Бойд набрал телефон Голдхендлера.
— Он все еще здесь? — спросил он, понизив голос, а затем заговорил громко и бодро. — А, Ник, привет! Да, они только минут пять назад вернулись с пляжа. Текст лежал на столе целый день. Странно, правда? Да, конечно, я сейчас его привезу.
Бойд повесил трубку, закурил крепкую турецкую сигарету и вздохнул:
— Он пьян как сапожник. Налейте мне виски с содовой. Честное слово, шеф был просто великолепен. Это гигант, гений! Кто бы еще мог провернуть такое!
Попивая виски, он рассказал нам, что случилось. Нидворакис вернулся к Голдхендлеру, потрясая программой немецкого комика, он орал, топал ногами, угрожал Голдхендлеру судом, угрожал избить его до полусмерти, угрожал дать в «Верайети» на весь разворот объявление о том, что Голдхендлер плут, прохвост, пират, бандит и плагиатор. Сбывать ему старые программы! И за это брать с него деньги, которые он зарабатывал кровью и потом, зарабатывал ценой своего подорванного здоровья! Голдхендлер дал Нидворакису выкричаться, а потом предложил ему стакан виски и сказал, что он все объяснит и потом Нидворакис будет еще перед ним извиняться.

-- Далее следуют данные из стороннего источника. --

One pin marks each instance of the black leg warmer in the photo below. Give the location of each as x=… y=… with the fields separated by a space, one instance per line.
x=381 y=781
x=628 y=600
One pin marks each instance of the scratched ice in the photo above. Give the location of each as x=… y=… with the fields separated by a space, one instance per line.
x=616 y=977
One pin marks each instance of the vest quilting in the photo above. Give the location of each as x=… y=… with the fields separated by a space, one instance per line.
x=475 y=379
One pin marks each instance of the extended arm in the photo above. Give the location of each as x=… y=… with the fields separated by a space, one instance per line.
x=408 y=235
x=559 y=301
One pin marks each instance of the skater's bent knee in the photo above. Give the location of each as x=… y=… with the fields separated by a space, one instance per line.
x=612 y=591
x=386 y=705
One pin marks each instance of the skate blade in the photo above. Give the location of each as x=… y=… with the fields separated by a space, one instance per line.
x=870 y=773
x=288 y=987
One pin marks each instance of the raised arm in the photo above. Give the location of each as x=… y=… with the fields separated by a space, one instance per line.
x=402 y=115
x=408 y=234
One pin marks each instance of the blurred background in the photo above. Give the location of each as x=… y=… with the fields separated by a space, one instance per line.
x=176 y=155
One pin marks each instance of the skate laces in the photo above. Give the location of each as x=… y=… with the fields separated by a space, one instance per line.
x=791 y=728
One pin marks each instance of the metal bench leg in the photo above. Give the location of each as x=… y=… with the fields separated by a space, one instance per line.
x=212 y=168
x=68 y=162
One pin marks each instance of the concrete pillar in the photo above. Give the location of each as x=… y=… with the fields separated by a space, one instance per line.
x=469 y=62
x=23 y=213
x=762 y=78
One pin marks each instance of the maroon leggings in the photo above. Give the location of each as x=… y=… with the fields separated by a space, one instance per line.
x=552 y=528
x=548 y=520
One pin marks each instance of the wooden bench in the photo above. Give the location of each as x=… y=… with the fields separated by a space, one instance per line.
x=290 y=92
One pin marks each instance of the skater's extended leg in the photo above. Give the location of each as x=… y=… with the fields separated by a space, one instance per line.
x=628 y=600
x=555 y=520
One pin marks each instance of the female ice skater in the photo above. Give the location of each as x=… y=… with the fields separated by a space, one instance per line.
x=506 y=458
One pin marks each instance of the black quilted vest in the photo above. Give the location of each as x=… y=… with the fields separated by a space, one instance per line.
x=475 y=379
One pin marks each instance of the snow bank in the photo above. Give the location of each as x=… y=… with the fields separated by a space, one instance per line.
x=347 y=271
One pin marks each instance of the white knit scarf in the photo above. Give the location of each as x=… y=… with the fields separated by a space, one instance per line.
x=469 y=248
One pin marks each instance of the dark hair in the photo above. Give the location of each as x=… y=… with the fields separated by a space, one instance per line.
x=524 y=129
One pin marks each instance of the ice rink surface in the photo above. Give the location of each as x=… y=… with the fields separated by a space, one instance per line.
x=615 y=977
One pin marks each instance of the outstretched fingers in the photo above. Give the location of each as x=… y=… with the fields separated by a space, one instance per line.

Объяснил он все вот как: «ребята», то есть Питер и я, в сочинении программ еще зеленые новички, и вот Голдхендлер привез с собой старые программы, чтобы мы могли поучиться, как нужно писать для комика, работающего на акценте, а ведь Нидворакис, объявил Голдхендлер, — это лучший такой комик на свете, все остальные комики ему и в подметки не годятся. Голдхендлер с радостью покажет ему все свои старые программы, на которых мы учимся писать. Если он найдет там хотя бы одну остроту, которая перешла из них в нидворакисовскую программу, — хотя бы одну, он, Голдхендлер, вернет Нидворакису все деньги, которые тот ему заплатил. Что же до этой новой программы, то она уже полностью написана и не имеет ничего общего с этой старой программой, которую Нидворакису прислали по оплошности. Сейчас же Бойд поедет в «Сад Аллаха» и привезет эту программу. Если в ней будет хоть малейшее сходство с программой, написанной для немца, он, Голдхендлер, готов всю жизнь работать на Нидворакиса бесплатно. И это ему будет только в удовольствие, потому что писать программы для такого замечательно артиста — это великая честь.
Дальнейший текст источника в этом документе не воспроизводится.